The creation of these principles began as a dialogue between JPMorgan Chase CEO and chairman Jamie Dimon and Berkshire Hathaway CEO Warren Buffett about a year ago. ‘The idea was to get different viewpoints so that we come up with a set of principles that can be flexible and can really work,’ says Margaret Popper, a spokesperson for the group. ‘The problem is if you put something out there from one perspective, it’s too easy to take pot shots at it. ‘

In addition to Buffett and Dimon, the signatories to the principles include asset managers such as Larry Fink at BlackRock, Bill McNabb at Vanguard and Ronald O’Hanley at State Street Global Advisors, other CEOs such as GE’s Jeff Immelt, Mary Barra at General Motors and Lowell McAdam at Verizon, as well as activist investor Jeff Ubben of ValueAct Capital.

‘The point of this was to say that companies that are held up as examples of good corporate governance help the conversation and this is another part of that conversation,’ Popper says. ‘This is trying to say, We’re seeing all this great activity and lots of important discussion about this. Can we try to coalesce this and try to set some baseline from which we can continue to develop it?’

While some governance experts have recently said they doubt proxy access will ever actually be invoked to nominate alternate director candidates in board election, Amy Borrus, CII’s deputy director says she thinks that’s wrong because if it doesn’t get used, it will be seen as a hollow threat. ‘I think it will be used sparingly, rarely and probably not right away,’ Borrus says. ‘I wouldn’t be surprised if it’s not used next year. Proxy access is still making inroads, even at the largest companies. I know that active investors are talking about the need to make sure it does get used widely.’

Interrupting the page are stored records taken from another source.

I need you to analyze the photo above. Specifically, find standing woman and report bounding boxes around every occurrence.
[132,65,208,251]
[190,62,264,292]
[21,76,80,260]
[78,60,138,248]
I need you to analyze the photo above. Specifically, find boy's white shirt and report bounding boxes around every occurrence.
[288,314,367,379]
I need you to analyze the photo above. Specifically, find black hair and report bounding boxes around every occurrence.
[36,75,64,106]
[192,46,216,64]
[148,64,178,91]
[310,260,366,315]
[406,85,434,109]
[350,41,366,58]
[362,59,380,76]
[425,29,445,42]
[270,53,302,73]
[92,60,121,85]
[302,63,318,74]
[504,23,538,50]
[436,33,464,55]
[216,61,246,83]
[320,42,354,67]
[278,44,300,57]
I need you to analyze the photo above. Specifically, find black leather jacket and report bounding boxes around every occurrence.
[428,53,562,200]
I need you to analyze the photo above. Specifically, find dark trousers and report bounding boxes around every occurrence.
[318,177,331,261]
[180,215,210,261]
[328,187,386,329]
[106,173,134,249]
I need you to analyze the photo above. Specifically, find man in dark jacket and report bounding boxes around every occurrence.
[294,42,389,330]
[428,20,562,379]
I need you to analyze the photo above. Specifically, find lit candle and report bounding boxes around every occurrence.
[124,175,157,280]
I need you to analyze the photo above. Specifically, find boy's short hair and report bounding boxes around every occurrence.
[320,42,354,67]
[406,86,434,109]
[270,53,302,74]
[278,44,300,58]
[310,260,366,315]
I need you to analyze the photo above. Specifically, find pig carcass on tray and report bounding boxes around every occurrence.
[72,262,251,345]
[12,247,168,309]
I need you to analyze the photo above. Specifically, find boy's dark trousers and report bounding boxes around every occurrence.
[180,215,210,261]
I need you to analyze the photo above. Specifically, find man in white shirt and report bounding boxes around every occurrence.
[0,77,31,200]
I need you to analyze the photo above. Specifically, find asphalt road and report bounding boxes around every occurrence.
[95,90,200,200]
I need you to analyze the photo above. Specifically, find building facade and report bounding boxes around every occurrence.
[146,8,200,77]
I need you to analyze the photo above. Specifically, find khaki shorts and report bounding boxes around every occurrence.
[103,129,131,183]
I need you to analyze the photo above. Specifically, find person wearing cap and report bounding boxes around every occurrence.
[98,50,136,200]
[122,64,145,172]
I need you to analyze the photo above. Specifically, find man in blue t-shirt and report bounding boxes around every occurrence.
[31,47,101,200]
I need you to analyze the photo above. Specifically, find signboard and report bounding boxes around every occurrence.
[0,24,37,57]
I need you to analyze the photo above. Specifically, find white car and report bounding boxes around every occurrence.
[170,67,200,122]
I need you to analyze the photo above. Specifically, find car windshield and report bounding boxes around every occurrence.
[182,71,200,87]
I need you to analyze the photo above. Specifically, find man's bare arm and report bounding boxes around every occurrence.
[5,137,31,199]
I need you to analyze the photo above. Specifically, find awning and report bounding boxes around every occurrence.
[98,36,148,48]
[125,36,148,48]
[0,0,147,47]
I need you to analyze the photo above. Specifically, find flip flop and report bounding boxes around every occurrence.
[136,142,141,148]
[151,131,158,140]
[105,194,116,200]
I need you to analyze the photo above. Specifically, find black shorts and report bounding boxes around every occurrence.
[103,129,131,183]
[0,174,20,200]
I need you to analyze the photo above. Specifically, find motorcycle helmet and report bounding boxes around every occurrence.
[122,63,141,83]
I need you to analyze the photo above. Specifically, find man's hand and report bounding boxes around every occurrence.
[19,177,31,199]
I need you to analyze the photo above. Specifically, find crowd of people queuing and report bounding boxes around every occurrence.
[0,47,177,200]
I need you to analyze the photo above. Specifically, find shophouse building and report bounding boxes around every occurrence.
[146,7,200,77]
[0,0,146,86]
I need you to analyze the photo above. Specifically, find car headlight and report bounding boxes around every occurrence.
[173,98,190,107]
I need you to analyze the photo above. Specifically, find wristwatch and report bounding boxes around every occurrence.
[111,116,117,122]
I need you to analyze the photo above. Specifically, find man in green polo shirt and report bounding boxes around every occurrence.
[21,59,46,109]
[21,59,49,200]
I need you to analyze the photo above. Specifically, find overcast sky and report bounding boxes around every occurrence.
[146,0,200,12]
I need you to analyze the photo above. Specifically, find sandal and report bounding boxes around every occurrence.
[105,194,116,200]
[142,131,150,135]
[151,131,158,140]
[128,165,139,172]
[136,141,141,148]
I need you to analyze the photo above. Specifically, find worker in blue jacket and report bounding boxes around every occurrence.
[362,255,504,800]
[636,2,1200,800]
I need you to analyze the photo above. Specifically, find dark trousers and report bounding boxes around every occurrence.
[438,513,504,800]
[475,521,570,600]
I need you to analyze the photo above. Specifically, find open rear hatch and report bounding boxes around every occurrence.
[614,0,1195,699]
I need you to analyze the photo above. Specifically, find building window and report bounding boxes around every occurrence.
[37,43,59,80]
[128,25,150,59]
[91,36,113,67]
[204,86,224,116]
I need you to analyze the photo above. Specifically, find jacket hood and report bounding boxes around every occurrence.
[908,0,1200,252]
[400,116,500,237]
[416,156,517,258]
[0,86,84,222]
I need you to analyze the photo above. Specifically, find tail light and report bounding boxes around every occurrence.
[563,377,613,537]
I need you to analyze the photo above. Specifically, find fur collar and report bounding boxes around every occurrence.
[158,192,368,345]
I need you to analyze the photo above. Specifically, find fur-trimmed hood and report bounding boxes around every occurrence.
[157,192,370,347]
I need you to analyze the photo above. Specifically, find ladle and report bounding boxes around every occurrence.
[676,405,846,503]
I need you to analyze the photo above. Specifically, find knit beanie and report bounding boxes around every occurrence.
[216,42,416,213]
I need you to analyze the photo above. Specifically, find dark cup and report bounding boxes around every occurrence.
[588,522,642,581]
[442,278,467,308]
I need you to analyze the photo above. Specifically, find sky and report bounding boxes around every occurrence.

Investors should be very pleased to see that the principles include a call for the use of non-GAAP measures to be sensible and for them not to be used to obscure GAAP results, Borrus says. ‘In this regard, it is important to note that all compensation, including equity compensation, is plainly a cost of doing business and should be reflected in any non-GAAP measurement of earnings in precisely the same manner it is reflected in GAAP earnings,” the principles state.

‘The use of non-GAAP numbers has been growing and it’s been a concern, and this suggests this will support the message the SEC is now trying to drive home to companies to clean up their financial reporting,’ she says. The SEC’s tougher stance on the use of non-GAAP measures applies to earnings reports, starting from the second quarter of 2016, as well as annual proxy statements.